Any kind of meat can be used when making pörkölt. Most common are beef, chicken and pork, but game, tripe and liver can also be used. A popular meal in traditional Hungarian cuisine is a pörkölt made of tripe, called pacalpörkölt (Pacal is the Hungarian word for tripe). It has a unique and very distinguishable taste from other kinds of pörkölt, often being quite spicy.

Some tricks

Much of the quality of a pot of pörkölt is found in the use of the very few ingredients. The spiciness and the taste of the paprika powder used is very important to the taste. A simple Hungarian trick for making good pörkölt is first frying the onions in lard or oil, before making anything else. Then set aside the pot and immediately add paprika powder and the meat and “stir-fry” – (this is the origin of the verb “pörkölni” – to roast). This way the juices are kept inside. Water is added, the same volume as the meat. Pörkölt should be simmered slowly in very little liquid. Flour should never be used to thicken a Hungarian pörkölt. In Hungary pörkölt is served with pasta (tészta), tarhonya (big Hungarian pasta grains) or galuska/nokedli as a side dish. Boiled potato is also a common garnish, and pickles go with the dish nicely counterbalancing the heavy stew with a touch of sour.

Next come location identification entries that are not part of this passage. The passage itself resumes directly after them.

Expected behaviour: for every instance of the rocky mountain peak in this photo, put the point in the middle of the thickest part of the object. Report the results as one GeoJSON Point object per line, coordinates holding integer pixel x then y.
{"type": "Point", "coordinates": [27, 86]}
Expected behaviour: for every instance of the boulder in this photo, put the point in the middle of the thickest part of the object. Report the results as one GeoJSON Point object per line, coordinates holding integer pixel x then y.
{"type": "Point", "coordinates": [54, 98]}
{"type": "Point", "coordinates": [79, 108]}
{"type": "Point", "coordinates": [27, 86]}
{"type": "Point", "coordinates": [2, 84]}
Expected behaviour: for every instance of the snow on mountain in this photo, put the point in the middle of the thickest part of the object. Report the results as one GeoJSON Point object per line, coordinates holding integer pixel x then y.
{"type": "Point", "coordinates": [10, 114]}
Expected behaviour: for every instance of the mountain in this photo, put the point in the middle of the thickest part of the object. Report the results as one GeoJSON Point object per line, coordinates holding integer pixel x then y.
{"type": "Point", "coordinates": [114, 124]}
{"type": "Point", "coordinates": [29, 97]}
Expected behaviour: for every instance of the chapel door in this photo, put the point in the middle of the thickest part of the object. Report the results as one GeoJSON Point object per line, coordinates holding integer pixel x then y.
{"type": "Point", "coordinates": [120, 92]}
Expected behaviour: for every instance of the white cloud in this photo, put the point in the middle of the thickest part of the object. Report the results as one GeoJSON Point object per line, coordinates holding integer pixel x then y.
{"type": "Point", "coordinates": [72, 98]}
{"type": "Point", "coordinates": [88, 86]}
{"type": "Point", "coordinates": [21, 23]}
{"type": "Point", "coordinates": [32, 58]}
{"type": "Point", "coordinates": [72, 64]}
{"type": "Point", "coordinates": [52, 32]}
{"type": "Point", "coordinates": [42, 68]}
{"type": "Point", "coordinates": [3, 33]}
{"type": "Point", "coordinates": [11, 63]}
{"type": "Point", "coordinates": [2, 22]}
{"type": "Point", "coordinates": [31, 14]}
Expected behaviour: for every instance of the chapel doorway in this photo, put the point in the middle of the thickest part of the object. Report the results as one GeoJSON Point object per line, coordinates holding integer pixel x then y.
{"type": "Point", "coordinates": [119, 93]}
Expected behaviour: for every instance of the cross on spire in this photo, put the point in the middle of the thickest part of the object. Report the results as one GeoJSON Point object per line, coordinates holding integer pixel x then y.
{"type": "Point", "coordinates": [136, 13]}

There is a different style Hungarian pörkölt stew, tokány, a Transylvanian pörkölt stew that doesn’t emphasize the use of paprika. These are stews using black pepper and kitchen herbs like marjoram for spices instead, often made with mixed meats, vegetables and wild mushrooms. Tokány is often served topped with sour cream. The meat in the tokány is cut into thin long slices, not cubed.

My recipe:

Ingredients: 2 medium onions, chopped, 1 pound beef stew meat, cut into 1-inch cubes, 2 tablespoons oil, 1-1/2 cups hot water, 3 teaspoons sweet Hungarian paprika, 1 teaspoon salt, pepper to taste, 1 l of meat bouillon

Directions: In a large skillet sautée onions in oil or lard fat. Add meat to it and brown in all sides. Pour off excess fat from skillet. Add bouillon to the meat, stirring to loosen browned bits from pan. Stir in the paprika, salt, (tomato paste and garlic are optionals). Cover and cook for 1 hour long or until meat is tender.  Prepare pasta or potato or galuska. Transfer meat to a large serving bowl; cover and keep warm. (Yield: 6 servings).

In the Czech Republic pörkölt is made with pork, beer, dark bread and caraway. Often large Czech knedlíky dumplings are served with it. In Slovakia the dish is called perkelt and is served with Halušky dumplings. Goulash (Polish: Gulasz)—a dish is similar to Hungarian Pörkölt—is also popular in Poland and is usually eaten with buckwheat kasha.